Systematic approaches to information giving and decision support for women with previous caesarean sections are needed.

To evaluate decision support within a ‘real‐world’ shared decision‐making model.

A pragmatic comparative effectiveness randomised trial in the Positive Birth After Caesarean Clinic. Women with one previous caesarean and singleton pregnancy <25 weeks were randomly allocated to standard Positive Birth After Caesarean care, or standard Positive Birth After Caesarean care plus a decision aid booklet. Main outcome measure was mode of birth, with secondary measures of knowledge, decisional conflict, birth choice, adherence to birth choice, perception of decision support, and satisfaction. Results Of 297 participants, rate of attempted vaginal birth after caesarean increased and was similar for both groups (61% vs 57%, P = 0.5). Knowledge scores increased more for women in the additional decision aid group (2.0 vs 1.6 points, P = 0.2).

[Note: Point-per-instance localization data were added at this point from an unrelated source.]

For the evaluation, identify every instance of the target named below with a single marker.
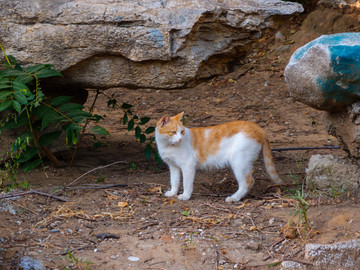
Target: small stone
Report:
(253, 246)
(133, 259)
(28, 263)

Decisional conflict score reduction was similar between groups (P = 0.5). Women initially unsure of their birth preference who received the additional decision aid had greater reduction in decisional conflict score (P = 0.04) and were more likely to plan vaginal birth after caesarean (49% vs 33%, P = 0.2). Adherence to birth choice and birth satisfaction was similar between groups. Women in the additional decision aid group rated their decision support tool higher (P < 0.01). Conclusions In a ‘real world' shared decision‐making model, an additional decision aid conferred some benefits in factors associated with preparation for shared decision‐making. Decision aids may provide particular benefit for women who are initially unsure and need assistance in the deliberation phase.